I probably should have said "after-tax returns" instead of "after-tax income". As others have noted the issue is cash flow, not net worth. Unless you are equating investment portfolio size with net worth in your table I'm not sure that the absolute number in the table has that much meaning. Whether cash flows come from capital gains, interest, RRSP/TFSA withdrawals or dividend income really only makes a difference in how much tax you have to pay on it.

People seem to be looking at the 40-45 age range in your table starting at a net worth of $1.86M. What if the person lives in Vancouver or Toronto and $0.8M-$1.0M of that is the primary residence? What if they also own a vacation property that takes up another $200k-$300k of that $1.86M net worth? Of course, if your table is actually investable assets and not net worth then that is a different story.


----------



## techcrium (Mar 8, 2013)

0xCC said:


> I probably should have said "after-tax returns" instead of "after-tax income". As others have noted the issue is cash flow, not net worth. Unless you are equating investment portfolio size with net worth in your table I'm not sure that the absolute number in the table has that much meaning.

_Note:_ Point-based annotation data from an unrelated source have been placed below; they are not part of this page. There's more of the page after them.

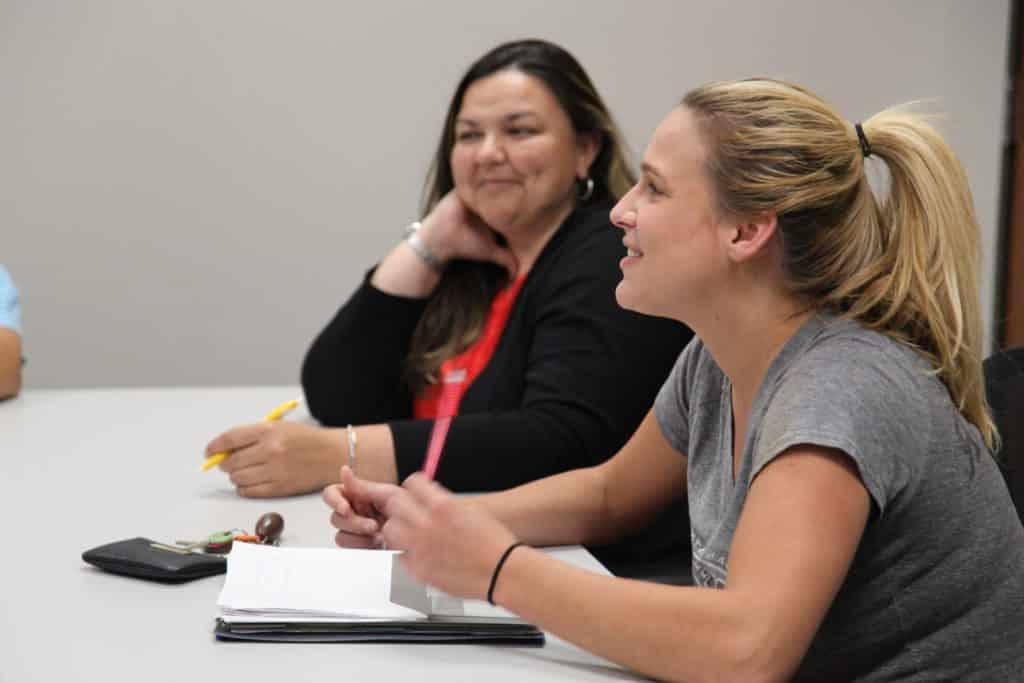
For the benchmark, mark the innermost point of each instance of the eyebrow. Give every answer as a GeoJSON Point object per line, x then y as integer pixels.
{"type": "Point", "coordinates": [508, 118]}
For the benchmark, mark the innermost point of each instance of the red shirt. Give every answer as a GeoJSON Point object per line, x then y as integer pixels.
{"type": "Point", "coordinates": [472, 360]}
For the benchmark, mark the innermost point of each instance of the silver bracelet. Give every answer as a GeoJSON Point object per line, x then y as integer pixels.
{"type": "Point", "coordinates": [420, 247]}
{"type": "Point", "coordinates": [352, 441]}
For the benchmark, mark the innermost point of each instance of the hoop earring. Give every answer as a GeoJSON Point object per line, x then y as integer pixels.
{"type": "Point", "coordinates": [588, 188]}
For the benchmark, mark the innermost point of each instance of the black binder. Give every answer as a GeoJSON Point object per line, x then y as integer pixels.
{"type": "Point", "coordinates": [445, 621]}
{"type": "Point", "coordinates": [436, 629]}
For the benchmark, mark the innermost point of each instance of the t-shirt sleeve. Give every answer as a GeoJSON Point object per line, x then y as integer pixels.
{"type": "Point", "coordinates": [854, 395]}
{"type": "Point", "coordinates": [10, 312]}
{"type": "Point", "coordinates": [672, 407]}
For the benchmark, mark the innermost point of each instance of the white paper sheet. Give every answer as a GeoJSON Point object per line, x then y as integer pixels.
{"type": "Point", "coordinates": [268, 582]}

Whether cash flows come from capital gains, interest, RRSP/TFSA withdrawals or dividend income really only makes a difference in how much tax you have to pay on it.
> 
> People seem to be looking at the 40-45 age range in your table starting at a net worth of $1.86M. What if the person lives in Vancouver or Toronto and $0.8M-$1.0M of that is the primary residence? What if they also own a vacation property that takes up another $200k-$300k of that $1.86M net worth? Of course, if your table is actually investable assets and not net worth then that is a different story.



ok...so 1.8 million is not enough to quit your day-job for you.

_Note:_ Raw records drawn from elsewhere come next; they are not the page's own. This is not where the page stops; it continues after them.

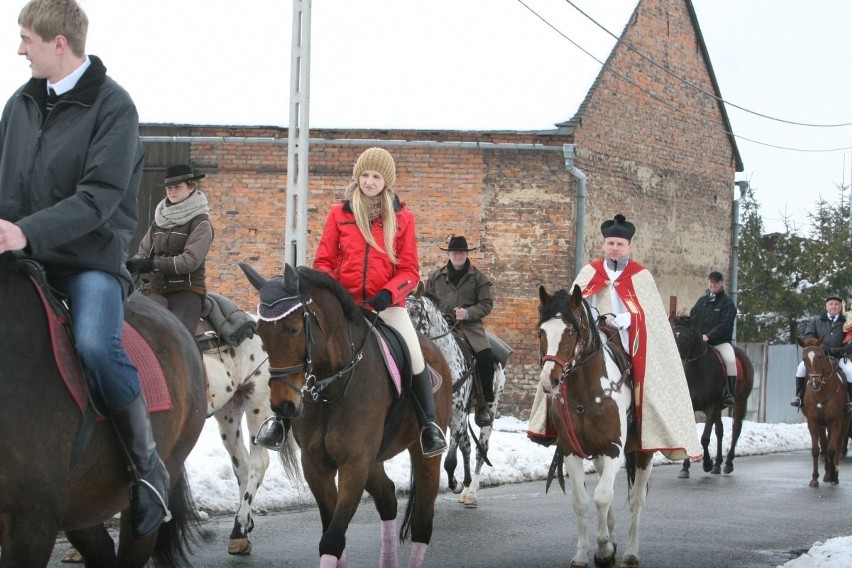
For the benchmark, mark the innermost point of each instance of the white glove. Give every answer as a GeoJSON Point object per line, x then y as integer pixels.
{"type": "Point", "coordinates": [622, 321]}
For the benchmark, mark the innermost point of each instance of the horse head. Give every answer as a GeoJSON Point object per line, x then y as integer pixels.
{"type": "Point", "coordinates": [566, 332]}
{"type": "Point", "coordinates": [284, 327]}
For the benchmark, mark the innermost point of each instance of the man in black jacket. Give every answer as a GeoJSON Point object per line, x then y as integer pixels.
{"type": "Point", "coordinates": [829, 326]}
{"type": "Point", "coordinates": [714, 315]}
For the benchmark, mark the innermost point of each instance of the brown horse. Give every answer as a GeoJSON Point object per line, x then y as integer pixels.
{"type": "Point", "coordinates": [592, 413]}
{"type": "Point", "coordinates": [41, 491]}
{"type": "Point", "coordinates": [824, 406]}
{"type": "Point", "coordinates": [705, 375]}
{"type": "Point", "coordinates": [328, 378]}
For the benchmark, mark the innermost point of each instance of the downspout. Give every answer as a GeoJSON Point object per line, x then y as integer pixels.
{"type": "Point", "coordinates": [568, 151]}
{"type": "Point", "coordinates": [735, 244]}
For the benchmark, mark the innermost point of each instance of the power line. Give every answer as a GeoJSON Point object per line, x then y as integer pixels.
{"type": "Point", "coordinates": [666, 103]}
{"type": "Point", "coordinates": [696, 87]}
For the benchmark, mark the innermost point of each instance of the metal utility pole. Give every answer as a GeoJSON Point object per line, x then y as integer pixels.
{"type": "Point", "coordinates": [735, 245]}
{"type": "Point", "coordinates": [296, 230]}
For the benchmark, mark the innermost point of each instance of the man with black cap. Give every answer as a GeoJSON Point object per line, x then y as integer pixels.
{"type": "Point", "coordinates": [624, 291]}
{"type": "Point", "coordinates": [829, 326]}
{"type": "Point", "coordinates": [714, 314]}
{"type": "Point", "coordinates": [465, 297]}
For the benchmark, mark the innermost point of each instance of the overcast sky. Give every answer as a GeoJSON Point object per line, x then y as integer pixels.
{"type": "Point", "coordinates": [477, 64]}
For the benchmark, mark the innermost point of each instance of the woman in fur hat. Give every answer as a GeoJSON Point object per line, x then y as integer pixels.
{"type": "Point", "coordinates": [368, 245]}
{"type": "Point", "coordinates": [171, 255]}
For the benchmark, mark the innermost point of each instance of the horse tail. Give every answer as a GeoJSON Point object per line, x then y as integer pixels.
{"type": "Point", "coordinates": [175, 538]}
{"type": "Point", "coordinates": [405, 529]}
{"type": "Point", "coordinates": [630, 467]}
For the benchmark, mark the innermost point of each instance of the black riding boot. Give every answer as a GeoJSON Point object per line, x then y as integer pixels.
{"type": "Point", "coordinates": [149, 494]}
{"type": "Point", "coordinates": [431, 437]}
{"type": "Point", "coordinates": [729, 390]}
{"type": "Point", "coordinates": [270, 435]}
{"type": "Point", "coordinates": [485, 370]}
{"type": "Point", "coordinates": [800, 391]}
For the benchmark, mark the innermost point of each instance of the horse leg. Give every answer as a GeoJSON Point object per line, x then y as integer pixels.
{"type": "Point", "coordinates": [464, 447]}
{"type": "Point", "coordinates": [457, 429]}
{"type": "Point", "coordinates": [29, 540]}
{"type": "Point", "coordinates": [94, 544]}
{"type": "Point", "coordinates": [420, 511]}
{"type": "Point", "coordinates": [638, 496]}
{"type": "Point", "coordinates": [736, 428]}
{"type": "Point", "coordinates": [580, 500]}
{"type": "Point", "coordinates": [706, 462]}
{"type": "Point", "coordinates": [604, 493]}
{"type": "Point", "coordinates": [720, 434]}
{"type": "Point", "coordinates": [382, 490]}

So let's move a few more years then...how about mid 40s with $3million?

Is that enough or still not enough?


----------



## 0xCC (Jan 5, 2012)

When I was in my late 20's-early 30's I came up with a "FU" number that I thought would fairly easily cover a comfortable lifestyle for the rest of my life. I was thinking of it from the perspective of if the money just fell into my lap (i.e. winning the lottery) vs. actually building an investment portfolio. That number was $10M.

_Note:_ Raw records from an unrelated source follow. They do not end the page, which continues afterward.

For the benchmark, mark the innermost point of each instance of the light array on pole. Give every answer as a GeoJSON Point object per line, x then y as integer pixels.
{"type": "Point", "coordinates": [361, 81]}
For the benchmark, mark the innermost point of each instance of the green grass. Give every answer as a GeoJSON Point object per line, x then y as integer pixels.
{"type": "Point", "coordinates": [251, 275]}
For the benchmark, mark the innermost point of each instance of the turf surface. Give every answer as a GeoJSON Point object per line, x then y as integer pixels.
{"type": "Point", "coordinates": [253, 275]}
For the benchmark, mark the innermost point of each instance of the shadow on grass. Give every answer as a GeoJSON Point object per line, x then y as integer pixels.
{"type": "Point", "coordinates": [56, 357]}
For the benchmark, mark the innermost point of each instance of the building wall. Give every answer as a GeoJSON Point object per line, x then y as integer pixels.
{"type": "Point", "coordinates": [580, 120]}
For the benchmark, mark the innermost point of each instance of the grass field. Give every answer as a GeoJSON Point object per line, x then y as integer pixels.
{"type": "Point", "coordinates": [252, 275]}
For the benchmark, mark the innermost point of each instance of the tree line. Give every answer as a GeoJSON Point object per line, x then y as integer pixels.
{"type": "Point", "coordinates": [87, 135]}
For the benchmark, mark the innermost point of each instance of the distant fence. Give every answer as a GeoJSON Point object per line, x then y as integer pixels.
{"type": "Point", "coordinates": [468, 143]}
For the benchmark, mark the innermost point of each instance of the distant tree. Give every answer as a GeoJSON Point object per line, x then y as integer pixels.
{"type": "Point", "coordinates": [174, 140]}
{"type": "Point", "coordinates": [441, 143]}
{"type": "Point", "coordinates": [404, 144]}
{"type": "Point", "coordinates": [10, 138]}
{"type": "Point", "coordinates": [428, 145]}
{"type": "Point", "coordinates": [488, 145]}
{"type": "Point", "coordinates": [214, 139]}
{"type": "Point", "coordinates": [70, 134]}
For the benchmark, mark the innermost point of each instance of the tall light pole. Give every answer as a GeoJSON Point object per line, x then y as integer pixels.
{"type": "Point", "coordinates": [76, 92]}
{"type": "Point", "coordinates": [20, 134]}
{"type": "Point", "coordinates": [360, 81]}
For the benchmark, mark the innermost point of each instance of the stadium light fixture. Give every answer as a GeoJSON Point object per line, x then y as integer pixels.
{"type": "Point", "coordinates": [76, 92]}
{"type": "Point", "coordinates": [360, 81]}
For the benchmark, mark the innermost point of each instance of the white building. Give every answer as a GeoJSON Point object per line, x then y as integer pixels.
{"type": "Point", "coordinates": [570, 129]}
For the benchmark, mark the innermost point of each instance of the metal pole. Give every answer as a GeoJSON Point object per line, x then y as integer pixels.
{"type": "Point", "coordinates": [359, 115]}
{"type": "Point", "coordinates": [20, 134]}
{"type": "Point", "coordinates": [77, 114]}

Since then (I'm in my early 40's now) I have actually built up an investment portfolio that is almost generating as much annual income as my first full-time job and I have realized though that process that I don't need nearly that much. My net worth is not as high as the $1.8M in your table at 40 and I think I will probably be in a position to have the option of comfortably walking away from my day job by the time I am 45. I don't expect that my net worth will be as high at $1.8M at that time but I don't live in Vancouver or Toronto, my primary residence is less than 25% of my net worth and my annual spending is right around (or maybe 105-15% higher than) the salary at my first full-time job.

So for me personally, assuming that any non-investment real estate was less than 25% of my net worth and assuming that I could get the same yield I am getting on my current investment portfolio I would say that $1.8M would probably be enough for me. If non-investment real estate was 50% or more of my net worth then the $1.8M would not be enough (also assuming that annual real estate costs increase linearly with value).


----------



## Nerd Investor (Nov 3, 2015)

Also depends how much of that net worth is in RRSPs vs Non-reg. 
I too generally think in terms of cashflow, but I've figured to be comfortable taking the early retirement leap I would need to be debt free, with about $2.5M in liquid assets.


----------



## Moneytoo (Mar 26, 2014)

CoitusMaximus said:


> some of these suggestions are laughable. quitting with 1.8 million in mid to late 30's? Maybe if you are single and move to a tropical country with very low cost of living but in canada if you have a family and quit based on your 1.8 million net worth would put a big question mark on your long term future.


Riiiigghhht... and what if you're married and your spouse is making more than enough to cover the living expenses and some luxuries, so you can leave 1.8 million to compound untouched until you actually need the income?


----------



## jetsfan (Mar 20, 2015)

..


----------



## Moneytoo (Mar 26, 2014)

jetsfan said:


> I absolutely would not want to live with the daily resentment of her going to work, and me staying home enjoying retired live. I'd rather be in the office


I think my husband is more ready than me for an early retirement - at the very least he could've bought a boat and spent the summer sailing with his buddies (giving me a right to ***** about it sometimes :biggrin


----------



## Eclectic12 (Oct 20, 2010)

Nerd Investor said:


> Also depends how much of that net worth is in RRSPs vs Non-reg.


What one wants for a lifestyle is going to matter .... but what one has in a TFSA I expect would shift the situation as well.

Say this $1.8M person is one of those who took advantage of the 2009 TFSA rules so that $1M is in the TFSA. Unless one is in a high cost area and/or has a lavish lifestyle ... I'd expect a tax free income of $50K would cover a lot of people's needs. That's before considering whatever the remaining $800K is generating across an RRSP and taxable account.

Cheers


----------